A post office began operating with the name Coal Banks in 1904. Christian residents began running a Sunday School in the area within the decade; by 1908, they had built a place of worship.

=== Ardley: 1912-present ===
The Grand Trunk Pacific Railway built a line through the settlement in 1912, and named its station Ardley after a place in England. The Coal Banks post office and school subsequently changed names to Ardley. A bridge over the Red Deer River was also installed by Grand Trunk Pacific.

Mound Lake School consolidated with the Great Bend School District in 1919. Also that year, the Canadian National Railway assumed control of Ardley's railway operations. A grain elevator began operating in Ardley in the mid-1920s.

After Ardley's church in Ardley burned down in 1943, parishioners relocated to a site nearer Delburne. The hamlet's name was approved for federal mapping purposes in 1951. The Ardley Bridge was damaged by heavy rain in 1952, and closed for business until repairs were completed in 1955.

A fire destroyed Ardley's post office in July 1961. Its closure became permanent after no residents expressed interest in rebuilding or assuming control of postal operations.

As of 2022, Ardley Bridge remains in use for rail services. Ardley's population stands at 10 as of 2025.

== Ardley Dam project ==
In 1914, William Pearce devised a hydraulic engineering plan for the purposes of diverting water from the Red Deer River to local farms.

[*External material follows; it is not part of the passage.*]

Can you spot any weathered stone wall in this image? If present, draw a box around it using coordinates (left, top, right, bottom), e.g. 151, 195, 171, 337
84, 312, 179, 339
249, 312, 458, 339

Pearce's proposal, though not acted upon at the time, evolved into a proposal for an Ardley dam during the 1940s. A cost estimate was prepared in 1951, followed by further site studies in 1960s. The slow-moving project was paused in 1983, owing to the construction of the Dickson Dam upstream.

In 2024, the Government of Alberta issued a request for proposals for a feasibility study regarding the construction of an Ardley dam.

== Demographics ==
Ardley recorded a population of 17 in the 1991 Census of Population conducted by Statistics Canada.

As of August 2025, Red Deer County reports that Ardley has a population of 10. It has been described as a ghost town as recently as 2017.

== Notable people ==

- Helen Nicol – Canadian-American baseball pitcher who played in the All-American Girls Professional Baseball League between 1943 and 1952.